SAN LUIS OBISPO, Calif. - So many types of seats and now one law they must all fall under to protect young children.
"Children up to two years old now have to be rear facing up till their second birthday or if they're 40 pounds or 40 inches tall," explains California Highway Patrol Officer J.W. Townsen.
The picture above shows what a top of the line convertible car seat looks like when it's properly installed; it can go from rear facing to front facing as the child grows.
Ariana Spaulding, owner of EcoBambino in San Luis Obispo has been trained to show new parents how to install various types of car seats.
"You're picturing your car seat kind of like a cocoon, so you want them to be completely cocooned and enveloped in case of an accident. I like these [pads that are] kinda impact protection so in case of an accident and hitting from side to side, it's gonna be much more protective," Spaulding tells us.
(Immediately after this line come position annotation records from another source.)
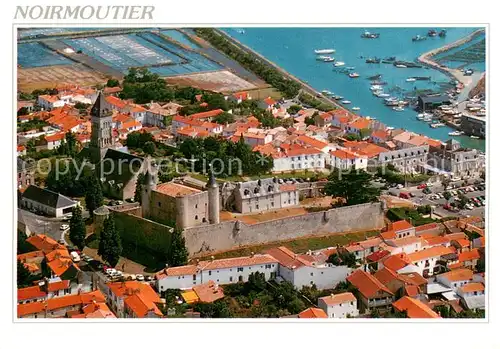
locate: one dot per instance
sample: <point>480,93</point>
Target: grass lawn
<point>300,245</point>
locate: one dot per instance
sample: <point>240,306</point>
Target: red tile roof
<point>313,313</point>
<point>469,255</point>
<point>367,284</point>
<point>30,293</point>
<point>400,225</point>
<point>414,308</point>
<point>335,299</point>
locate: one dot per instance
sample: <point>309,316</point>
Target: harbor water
<point>293,50</point>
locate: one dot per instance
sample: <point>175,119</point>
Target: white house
<point>49,102</point>
<point>340,305</point>
<point>455,279</point>
<point>426,260</point>
<point>47,201</point>
<point>345,159</point>
<point>308,269</point>
<point>220,271</point>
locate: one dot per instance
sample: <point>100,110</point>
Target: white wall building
<point>344,159</point>
<point>299,159</point>
<point>455,279</point>
<point>220,271</point>
<point>341,305</point>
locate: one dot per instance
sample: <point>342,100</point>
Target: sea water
<point>293,49</point>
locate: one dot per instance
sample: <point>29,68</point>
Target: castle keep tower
<point>213,199</point>
<point>102,128</point>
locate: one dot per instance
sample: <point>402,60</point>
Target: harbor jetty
<point>304,86</point>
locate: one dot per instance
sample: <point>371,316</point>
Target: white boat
<point>324,51</point>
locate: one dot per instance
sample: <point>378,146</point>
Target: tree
<point>462,201</point>
<point>224,118</point>
<point>178,251</point>
<point>110,246</point>
<point>149,148</point>
<point>352,137</point>
<point>93,194</point>
<point>24,277</point>
<point>354,186</point>
<point>77,230</point>
<point>138,187</point>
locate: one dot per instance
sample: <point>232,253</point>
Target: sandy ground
<point>29,79</point>
<point>219,81</point>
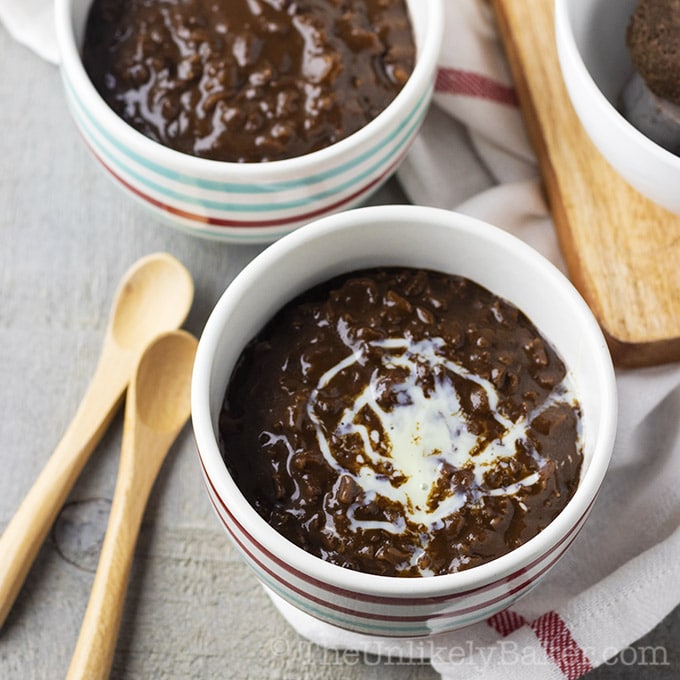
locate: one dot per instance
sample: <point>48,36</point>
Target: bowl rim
<point>420,80</point>
<point>561,528</point>
<point>570,57</point>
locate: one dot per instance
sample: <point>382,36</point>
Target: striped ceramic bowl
<point>418,237</point>
<point>253,202</point>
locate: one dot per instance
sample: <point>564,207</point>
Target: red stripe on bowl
<point>364,597</point>
<point>422,618</point>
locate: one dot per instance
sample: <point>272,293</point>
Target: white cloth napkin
<point>622,574</point>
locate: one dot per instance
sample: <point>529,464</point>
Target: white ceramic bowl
<point>594,59</point>
<point>419,237</point>
<point>253,202</point>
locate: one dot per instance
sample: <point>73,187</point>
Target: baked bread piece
<point>651,99</point>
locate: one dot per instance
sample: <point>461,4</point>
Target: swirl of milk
<point>423,435</point>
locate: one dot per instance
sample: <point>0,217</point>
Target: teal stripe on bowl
<point>174,195</point>
<point>239,187</point>
<point>210,204</point>
<point>372,628</point>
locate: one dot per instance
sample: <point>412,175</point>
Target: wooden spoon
<point>158,405</point>
<point>154,296</point>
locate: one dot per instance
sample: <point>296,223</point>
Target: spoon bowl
<point>154,296</point>
<point>158,406</point>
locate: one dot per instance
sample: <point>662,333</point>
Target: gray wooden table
<point>193,609</point>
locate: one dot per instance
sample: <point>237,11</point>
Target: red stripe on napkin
<point>560,646</point>
<point>470,84</point>
<point>506,622</point>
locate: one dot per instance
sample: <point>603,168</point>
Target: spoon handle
<point>26,531</point>
<point>96,643</point>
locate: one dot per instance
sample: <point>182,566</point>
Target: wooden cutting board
<point>622,250</point>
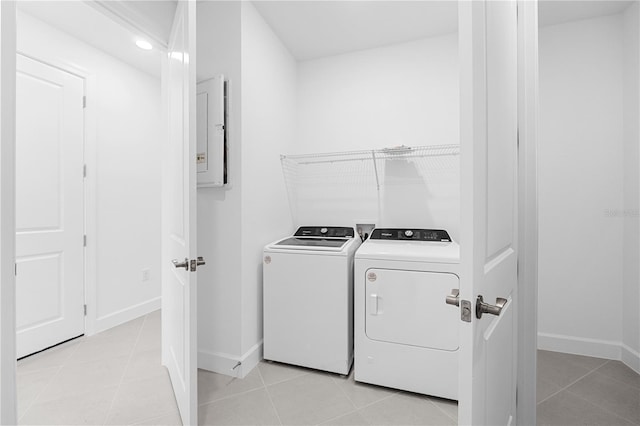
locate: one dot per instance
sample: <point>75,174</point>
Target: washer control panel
<point>398,234</point>
<point>325,231</point>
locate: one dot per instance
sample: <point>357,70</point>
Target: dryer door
<point>406,307</point>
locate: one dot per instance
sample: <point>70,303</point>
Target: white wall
<point>268,130</point>
<point>403,94</point>
<point>631,216</point>
<point>122,129</point>
<point>581,187</point>
<point>219,225</point>
<point>235,222</point>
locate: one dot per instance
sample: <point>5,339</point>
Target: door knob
<point>178,264</point>
<point>453,298</point>
<point>485,308</point>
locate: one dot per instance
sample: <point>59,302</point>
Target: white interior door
<point>489,141</point>
<point>8,397</point>
<point>179,338</point>
<point>49,206</point>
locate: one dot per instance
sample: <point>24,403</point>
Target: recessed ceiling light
<point>144,44</point>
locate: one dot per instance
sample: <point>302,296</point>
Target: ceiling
<point>314,29</point>
<point>111,26</point>
<point>552,12</point>
<point>309,29</point>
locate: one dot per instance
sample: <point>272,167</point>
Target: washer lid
<point>312,243</point>
<point>410,251</point>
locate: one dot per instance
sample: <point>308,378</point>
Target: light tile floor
<point>115,377</point>
<point>580,390</point>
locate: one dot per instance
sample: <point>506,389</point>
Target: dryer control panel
<point>439,235</point>
<point>325,231</point>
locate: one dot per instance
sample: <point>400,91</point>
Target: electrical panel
<point>211,145</point>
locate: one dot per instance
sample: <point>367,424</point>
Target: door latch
<point>485,308</point>
<point>189,265</point>
<point>465,305</point>
<point>197,262</point>
<point>184,264</point>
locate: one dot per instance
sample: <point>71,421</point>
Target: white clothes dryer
<point>308,298</point>
<point>406,336</point>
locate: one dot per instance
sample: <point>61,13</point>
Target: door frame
<point>528,107</point>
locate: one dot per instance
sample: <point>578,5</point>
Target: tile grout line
<point>355,407</point>
<point>60,367</point>
<point>224,398</point>
<point>41,392</point>
<point>571,384</point>
<point>275,409</point>
<point>126,367</point>
<point>613,378</point>
<point>441,410</point>
<point>601,407</point>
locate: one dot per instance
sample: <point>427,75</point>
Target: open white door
<point>8,398</point>
<point>488,40</point>
<point>179,337</point>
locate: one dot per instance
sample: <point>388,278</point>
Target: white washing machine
<point>308,298</point>
<point>406,336</point>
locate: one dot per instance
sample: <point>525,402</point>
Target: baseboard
<point>631,358</point>
<point>120,317</point>
<point>230,365</point>
<point>250,359</point>
<point>579,346</point>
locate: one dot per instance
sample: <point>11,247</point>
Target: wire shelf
<point>361,182</point>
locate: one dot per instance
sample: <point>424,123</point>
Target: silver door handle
<point>178,264</point>
<point>485,308</point>
<point>453,298</point>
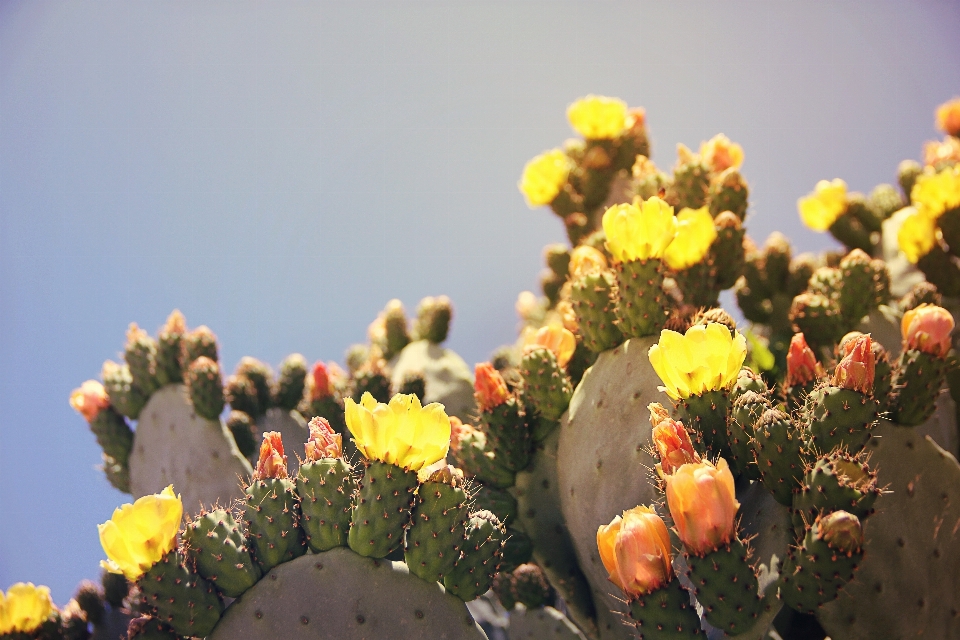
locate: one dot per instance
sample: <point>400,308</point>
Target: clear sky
<point>278,171</point>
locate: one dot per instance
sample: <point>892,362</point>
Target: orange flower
<point>272,462</point>
<point>856,369</point>
<point>89,399</point>
<point>802,365</point>
<point>672,440</point>
<point>491,389</point>
<point>927,328</point>
<point>703,503</point>
<point>324,442</point>
<point>635,551</point>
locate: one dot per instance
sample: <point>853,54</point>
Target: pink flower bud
<point>927,328</point>
<point>703,503</point>
<point>802,365</point>
<point>272,462</point>
<point>324,442</point>
<point>635,551</point>
<point>89,399</point>
<point>856,369</point>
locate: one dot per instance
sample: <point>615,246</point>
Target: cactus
<point>377,599</point>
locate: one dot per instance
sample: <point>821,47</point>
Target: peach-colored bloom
<point>927,328</point>
<point>272,462</point>
<point>635,551</point>
<point>856,370</point>
<point>703,503</point>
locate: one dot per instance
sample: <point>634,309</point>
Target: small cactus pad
<point>173,445</point>
<point>374,599</point>
<point>907,584</point>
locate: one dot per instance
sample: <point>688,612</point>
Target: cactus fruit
<point>186,602</point>
<point>538,503</point>
<point>205,387</point>
<point>438,522</point>
<point>473,572</point>
<point>382,508</point>
<point>380,599</point>
<point>907,583</point>
<point>216,547</point>
<point>173,445</point>
<point>125,396</point>
<point>290,383</point>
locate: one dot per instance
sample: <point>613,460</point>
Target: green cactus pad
<point>665,613</point>
<point>290,383</point>
<point>838,481</point>
<point>447,378</point>
<point>173,445</point>
<point>205,387</point>
<point>125,396</point>
<point>642,302</point>
<point>272,516</point>
<point>181,599</point>
<point>729,192</point>
<point>918,381</point>
<point>726,587</point>
<point>325,487</point>
<point>593,297</point>
<point>907,584</point>
<point>436,534</point>
<point>836,417</point>
<point>382,509</point>
<point>216,546</point>
<point>473,572</point>
<point>508,433</point>
<point>777,449</point>
<point>372,598</point>
<point>603,455</point>
<point>538,501</point>
<point>546,385</point>
<point>292,428</point>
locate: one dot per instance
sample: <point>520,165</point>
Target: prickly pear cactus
<point>340,595</point>
<point>907,584</point>
<point>446,376</point>
<point>292,428</point>
<point>603,454</point>
<point>173,445</point>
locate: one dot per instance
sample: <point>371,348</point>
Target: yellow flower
<point>721,153</point>
<point>917,235</point>
<point>695,234</point>
<point>639,232</point>
<point>820,209</point>
<point>704,359</point>
<point>544,177</point>
<point>703,503</point>
<point>401,432</point>
<point>140,534</point>
<point>598,117</point>
<point>934,193</point>
<point>635,551</point>
<point>24,608</point>
<point>948,117</point>
<point>557,339</point>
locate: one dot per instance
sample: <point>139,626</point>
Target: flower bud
<point>272,462</point>
<point>635,551</point>
<point>702,501</point>
<point>802,365</point>
<point>841,530</point>
<point>490,387</point>
<point>856,370</point>
<point>323,442</point>
<point>89,399</point>
<point>927,328</point>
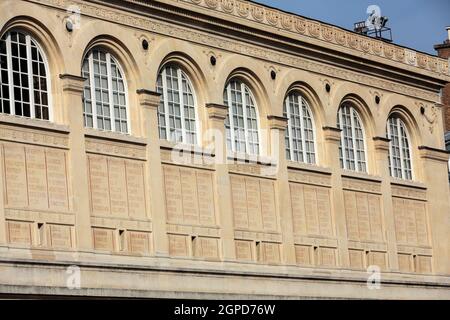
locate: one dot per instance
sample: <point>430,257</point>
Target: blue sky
<point>418,24</point>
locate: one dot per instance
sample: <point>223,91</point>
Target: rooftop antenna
<point>375,25</point>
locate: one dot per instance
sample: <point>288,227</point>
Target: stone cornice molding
<point>167,29</point>
<point>301,26</point>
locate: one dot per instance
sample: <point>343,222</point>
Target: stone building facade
<point>216,148</point>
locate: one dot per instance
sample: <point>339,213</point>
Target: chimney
<point>443,49</point>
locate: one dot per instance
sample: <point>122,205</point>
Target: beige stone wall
<point>79,196</point>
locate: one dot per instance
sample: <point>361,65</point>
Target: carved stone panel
<point>311,210</point>
<point>189,196</point>
<point>19,232</point>
<point>363,216</point>
<point>253,203</point>
<point>411,225</point>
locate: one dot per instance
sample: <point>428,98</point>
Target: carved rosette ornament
<point>272,17</point>
<point>243,8</point>
<point>287,22</point>
<point>212,3</point>
<point>365,45</point>
<point>400,54</point>
<point>327,33</point>
<point>389,51</point>
<point>341,37</point>
<point>227,6</point>
<point>314,29</point>
<point>300,25</point>
<point>353,41</point>
<point>257,13</point>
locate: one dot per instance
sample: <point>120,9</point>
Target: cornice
<point>143,22</point>
<point>299,27</point>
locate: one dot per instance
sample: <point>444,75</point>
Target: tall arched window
<point>399,149</point>
<point>242,128</point>
<point>104,95</point>
<point>352,149</point>
<point>24,89</point>
<point>300,130</point>
<point>177,115</point>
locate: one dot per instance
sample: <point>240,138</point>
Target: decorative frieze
<point>301,24</point>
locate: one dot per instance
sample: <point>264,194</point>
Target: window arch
<point>176,113</point>
<point>105,104</point>
<point>24,89</point>
<point>399,148</point>
<point>352,148</point>
<point>242,130</point>
<point>300,137</point>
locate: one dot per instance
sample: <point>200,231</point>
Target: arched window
<point>177,116</point>
<point>104,95</point>
<point>242,128</point>
<point>352,150</point>
<point>300,130</point>
<point>24,89</point>
<point>399,150</point>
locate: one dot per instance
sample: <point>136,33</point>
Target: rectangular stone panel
<point>178,245</point>
<point>103,239</point>
<point>57,179</point>
<point>298,209</point>
<point>356,258</point>
<point>135,188</point>
<point>268,205</point>
<point>270,252</point>
<point>117,187</point>
<point>244,250</point>
<point>378,259</point>
<point>205,194</point>
<point>60,236</point>
<point>239,197</point>
<point>138,242</point>
<point>189,196</point>
<point>36,177</point>
<point>15,175</point>
<point>207,248</point>
<point>327,257</point>
<point>411,225</point>
<point>19,232</point>
<point>423,264</point>
<point>303,255</point>
<point>404,262</point>
<point>99,185</point>
<point>351,215</point>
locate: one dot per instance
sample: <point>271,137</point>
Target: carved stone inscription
<point>60,236</point>
<point>244,250</point>
<point>311,210</point>
<point>178,246</point>
<point>116,186</point>
<point>207,248</point>
<point>189,196</point>
<point>19,232</point>
<point>253,203</point>
<point>363,216</point>
<point>138,242</point>
<point>410,221</point>
<point>36,177</point>
<point>103,239</point>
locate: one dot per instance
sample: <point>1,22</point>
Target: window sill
<point>33,123</point>
<point>114,136</point>
<point>188,148</point>
<point>308,167</point>
<point>360,176</point>
<point>408,183</point>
The California Highway Patrol can teach parents how to install car seats like the newly required rear facing ones as well, something new mom Jamie Roberts has taken advantage of.
"I was actually in a car accident.. I hit a deer and I felt really good that they were safe in their car seats," Roberts says.
But mom Vailia From isn't quite sold on the rear facing idea and while she complies with the new law for her 18 month old, she plans on doing more research to see if it's actually safer.
"As a mom I obviously want us to do the safest thing for the child but my kid hates being in a car seat and I hate the fact that I have to keep her turned along any longer than I have to so it's a struggle to keep her turned around," From says.
The San Luis Obispo office of the CHP offers car seat help for parents once a week. Officer Townsen says they would rather educate parents rather than have to pull them over to check the seats.